SOLD. “The Human Cigarette Factory” Carte de Visite
Authentic Coney Island Carte de Visite / Printed Photograph of “The Human Cigarette Factory”, These cards were sold by the subject in the photo, as a means to make a living, when so called ‘Freak Shows’ still existed on Coney Island, USA. Measures 4 x 6 inches.
$100.
Born in Barnesville, Georgia, on November 2, 1926, Otis Jordan was halfway between a human torso and an ossified man. He suffered from arthrogryposis multiplex congenita (AMC), a rare birth defect which causes permanent flexion of the joints. This deformity of his arms and legs left young Otis more or less helpless – at least physically. What he lacked in mobility he made up for in brains, and from an early age he understood the importance of getting an education. One of his six normal siblings was charged with carrying the handicapped boy to and from school each day. When he was in the fifth grade, however, Otis sought to alleviate this burden on his family by devising his own means of transportation. He designed a cart to be pulled by the family goat. From day one Otis’ parents were supportive of their disabled son and taught him never to give up on doing the things he wanted to do. With his father’s help, Otis was able to realize his goat cart design within a month. He finished school with honors and later obtained a degree by correspondence.

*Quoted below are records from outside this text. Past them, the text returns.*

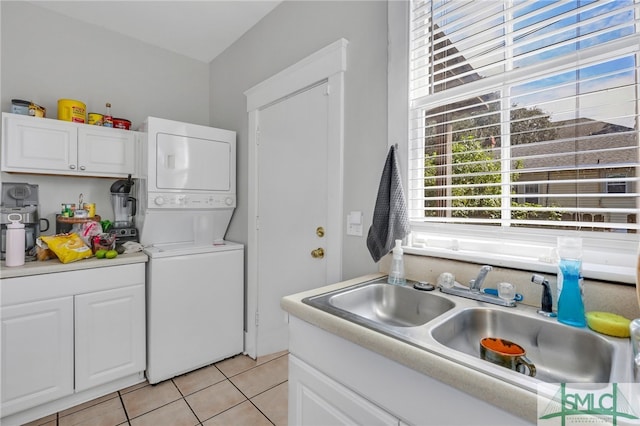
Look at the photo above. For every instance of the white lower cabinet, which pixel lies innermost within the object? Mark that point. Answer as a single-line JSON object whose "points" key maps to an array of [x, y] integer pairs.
{"points": [[109, 335], [318, 400], [37, 353], [333, 381], [85, 338]]}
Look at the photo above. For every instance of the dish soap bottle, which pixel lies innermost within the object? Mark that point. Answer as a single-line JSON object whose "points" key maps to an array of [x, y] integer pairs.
{"points": [[15, 241], [570, 298], [396, 274]]}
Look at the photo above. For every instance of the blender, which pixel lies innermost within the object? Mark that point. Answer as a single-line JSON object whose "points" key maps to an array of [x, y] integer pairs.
{"points": [[124, 210]]}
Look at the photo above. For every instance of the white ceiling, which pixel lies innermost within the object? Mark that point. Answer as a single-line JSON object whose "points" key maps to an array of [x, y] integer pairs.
{"points": [[197, 29]]}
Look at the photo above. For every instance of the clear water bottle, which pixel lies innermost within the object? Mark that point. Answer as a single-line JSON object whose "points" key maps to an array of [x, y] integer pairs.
{"points": [[396, 273], [15, 241]]}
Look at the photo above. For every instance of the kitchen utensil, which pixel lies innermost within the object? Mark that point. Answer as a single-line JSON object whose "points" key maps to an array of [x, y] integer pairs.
{"points": [[506, 354]]}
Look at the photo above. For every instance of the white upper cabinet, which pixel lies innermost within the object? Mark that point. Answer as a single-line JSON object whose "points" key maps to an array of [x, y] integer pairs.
{"points": [[45, 146]]}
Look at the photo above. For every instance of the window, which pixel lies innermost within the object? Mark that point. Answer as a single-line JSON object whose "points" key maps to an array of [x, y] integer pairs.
{"points": [[616, 184], [523, 124]]}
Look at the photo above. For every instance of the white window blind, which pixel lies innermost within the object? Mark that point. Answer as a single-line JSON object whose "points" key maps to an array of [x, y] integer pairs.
{"points": [[524, 114]]}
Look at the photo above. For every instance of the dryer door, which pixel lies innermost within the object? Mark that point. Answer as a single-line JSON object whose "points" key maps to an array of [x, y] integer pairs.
{"points": [[192, 164]]}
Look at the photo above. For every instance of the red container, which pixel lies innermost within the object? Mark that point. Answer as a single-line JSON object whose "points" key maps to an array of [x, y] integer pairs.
{"points": [[121, 123]]}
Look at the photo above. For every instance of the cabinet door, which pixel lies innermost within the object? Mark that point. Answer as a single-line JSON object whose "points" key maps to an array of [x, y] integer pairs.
{"points": [[315, 399], [110, 335], [39, 145], [37, 353], [106, 151]]}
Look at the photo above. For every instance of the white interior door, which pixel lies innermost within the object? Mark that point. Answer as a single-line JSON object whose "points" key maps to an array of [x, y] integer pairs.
{"points": [[292, 207], [295, 190]]}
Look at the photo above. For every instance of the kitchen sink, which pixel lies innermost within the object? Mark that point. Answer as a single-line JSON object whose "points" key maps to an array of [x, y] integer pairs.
{"points": [[377, 304], [561, 354], [452, 327]]}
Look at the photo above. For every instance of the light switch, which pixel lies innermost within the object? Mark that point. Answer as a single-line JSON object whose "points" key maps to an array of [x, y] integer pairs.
{"points": [[354, 224]]}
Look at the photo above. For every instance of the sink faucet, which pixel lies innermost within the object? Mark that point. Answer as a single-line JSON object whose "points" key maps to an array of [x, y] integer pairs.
{"points": [[476, 285], [473, 291]]}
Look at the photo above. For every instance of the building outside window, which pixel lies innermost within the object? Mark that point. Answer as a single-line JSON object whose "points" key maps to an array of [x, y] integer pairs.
{"points": [[523, 115]]}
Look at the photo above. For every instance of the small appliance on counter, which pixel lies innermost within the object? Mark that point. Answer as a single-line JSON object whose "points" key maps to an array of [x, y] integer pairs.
{"points": [[21, 199], [124, 210]]}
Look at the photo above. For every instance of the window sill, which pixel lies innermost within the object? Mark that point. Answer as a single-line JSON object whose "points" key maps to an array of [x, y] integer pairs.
{"points": [[608, 259]]}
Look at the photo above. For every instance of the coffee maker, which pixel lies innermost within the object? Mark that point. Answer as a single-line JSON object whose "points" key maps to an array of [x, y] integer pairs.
{"points": [[21, 198], [124, 210]]}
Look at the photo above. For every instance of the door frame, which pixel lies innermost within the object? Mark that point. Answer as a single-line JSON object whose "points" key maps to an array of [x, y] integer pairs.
{"points": [[327, 64]]}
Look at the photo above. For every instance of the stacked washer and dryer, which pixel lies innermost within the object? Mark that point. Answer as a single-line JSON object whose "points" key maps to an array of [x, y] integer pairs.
{"points": [[195, 278]]}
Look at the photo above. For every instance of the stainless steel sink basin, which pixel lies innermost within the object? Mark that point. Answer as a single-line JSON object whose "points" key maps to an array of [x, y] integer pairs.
{"points": [[452, 328], [377, 304], [561, 354]]}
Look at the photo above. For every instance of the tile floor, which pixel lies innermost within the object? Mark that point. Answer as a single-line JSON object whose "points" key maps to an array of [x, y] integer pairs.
{"points": [[237, 391]]}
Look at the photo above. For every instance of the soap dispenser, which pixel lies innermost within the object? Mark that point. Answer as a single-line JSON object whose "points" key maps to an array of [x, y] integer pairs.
{"points": [[396, 273], [570, 298]]}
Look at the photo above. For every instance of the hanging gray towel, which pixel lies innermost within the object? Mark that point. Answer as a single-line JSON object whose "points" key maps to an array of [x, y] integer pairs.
{"points": [[390, 218]]}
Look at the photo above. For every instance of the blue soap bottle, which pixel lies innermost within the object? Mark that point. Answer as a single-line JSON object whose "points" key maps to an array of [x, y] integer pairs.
{"points": [[570, 302], [570, 294]]}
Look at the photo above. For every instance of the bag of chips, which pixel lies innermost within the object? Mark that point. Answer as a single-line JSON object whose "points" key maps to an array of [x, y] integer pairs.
{"points": [[68, 247]]}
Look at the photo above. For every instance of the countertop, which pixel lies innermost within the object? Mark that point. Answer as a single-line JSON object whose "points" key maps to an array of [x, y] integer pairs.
{"points": [[513, 399], [54, 265]]}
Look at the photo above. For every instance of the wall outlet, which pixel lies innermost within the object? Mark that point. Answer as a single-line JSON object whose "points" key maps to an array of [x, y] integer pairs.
{"points": [[354, 224]]}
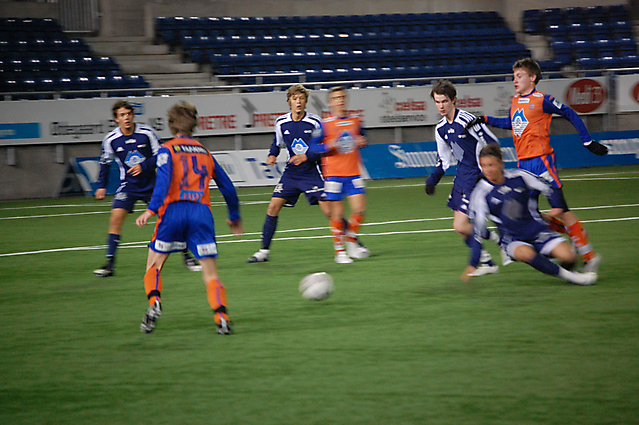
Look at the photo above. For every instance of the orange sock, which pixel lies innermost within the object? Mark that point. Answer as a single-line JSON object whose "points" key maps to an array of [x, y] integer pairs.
{"points": [[354, 223], [153, 285], [579, 238], [216, 294], [557, 225], [337, 231]]}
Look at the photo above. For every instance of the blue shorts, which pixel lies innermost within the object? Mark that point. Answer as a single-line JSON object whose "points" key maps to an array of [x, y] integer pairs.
{"points": [[126, 200], [290, 188], [459, 199], [338, 188], [544, 244], [544, 167], [185, 224]]}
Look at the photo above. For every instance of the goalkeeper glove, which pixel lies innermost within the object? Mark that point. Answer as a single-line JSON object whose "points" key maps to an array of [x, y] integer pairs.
{"points": [[596, 148], [477, 120]]}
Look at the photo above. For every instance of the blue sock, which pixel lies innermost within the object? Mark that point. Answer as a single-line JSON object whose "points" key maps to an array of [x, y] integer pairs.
{"points": [[544, 265], [113, 242], [270, 224]]}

Though no longer dependent on others to get around, Otis was still unable to make a living on his own. He tried selling pencils, and later newspapers, from his goat cart, but neither of these businesses generated enough income. Then, in 1963, when Otis and a friend went to the freak show at a local fair, Otis decided to pay a visit to showman Dick Burnett. He had become quite prolific at using his mouth and two normal fingers to perform tasks, eventually becoming a skilled appliance repairman. But it was his ability to roll and light a cigarette using only his mouth that sold Burnett on Otis as a performer.
Otis was nicknamed The Frog Boy because of his permanently-bent legs. At first, Otis was uncomfortable being the center of attention. He sat in complete silence, performing his cigarette-rolling act for curious audiences. However, Otis soon proved himself a natural showman, giving his own inside lectures. Footage from Ward Hall’s 1991 documentary My Very Unusual Friends shows just how skillful the Frog Boy was at playing the crowd – he was not just a cigarette roller but a sort of fire-eater as well, partially swallowing and then retrieving his cigarette.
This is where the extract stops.